An IIS log is the access record that Internet Information Services, the web server built into Windows Server, writes for every HTTP request it handles. It records who connected, what they asked for, how the server answered, and how long it took. This guide covers what IIS logs are, the three formats IIS can write, where the files live, the fields you will actually parse, and how a defender uses them in detection and forensics. It is written for the people who open these files under pressure: SOC analysts triaging an alert, threat hunters baselining a web tier, DFIR responders scoping an intrusion.
What is an IIS log?
IIS (Internet Information Services) is Microsoft's web server, shipped as a Windows Server role. When it serves a site, it appends one line per HTTP request to a log file, recording the request and the server's response. The unit is the request, not the visitor and not the session. A single page view produces many lines, one for the HTML document and one for each image, script, and stylesheet the browser then fetches.
By default IIS keeps a separate set of log files per website, so a server hosting several sites writes to several folders. Each line is written after IIS finishes handling the request, which makes the log an after-the-fact record of what happened, in the order it happened.
Like any access logs, the IIS log records requests whether or not they succeeded. A request that returned 404 Not Found, one blocked with 403 Forbidden, and one that returned 500 because it crashed the application all land in the file next to the requests that worked. For a defender that is the entire value. An attacker probing for a vulnerable handler leaves a trail of failures before the one request that lands, and those failures are the reconnaissance you need to see. A log that kept only successes would erase the hunt and hand you just the breach.

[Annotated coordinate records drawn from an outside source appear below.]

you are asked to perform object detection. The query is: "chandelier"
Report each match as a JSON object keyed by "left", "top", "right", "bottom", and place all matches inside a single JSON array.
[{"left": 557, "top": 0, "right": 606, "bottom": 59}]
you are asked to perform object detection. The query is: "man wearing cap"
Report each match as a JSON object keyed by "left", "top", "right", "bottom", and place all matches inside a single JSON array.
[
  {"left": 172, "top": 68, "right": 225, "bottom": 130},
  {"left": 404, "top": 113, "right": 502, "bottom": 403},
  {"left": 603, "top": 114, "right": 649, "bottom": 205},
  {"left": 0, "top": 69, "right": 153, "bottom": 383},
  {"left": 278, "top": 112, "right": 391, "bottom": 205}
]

IIS logging is on by default for a site served through the IIS role. In Azure it varies by service: some platforms enable web server logging automatically, while Azure App Service requires you to turn it on. The practical lesson is the same one cloud responders learn the hard way: confirm the log exists for your incident window before you rely on it.
IIS log formats
IIS can write its access log in one of three text formats, plus a custom option. They differ in their delimiter, their time zone, and whether you can choose the fields. Knowing which format a server uses is the first thing you check, because it determines how you parse every line after.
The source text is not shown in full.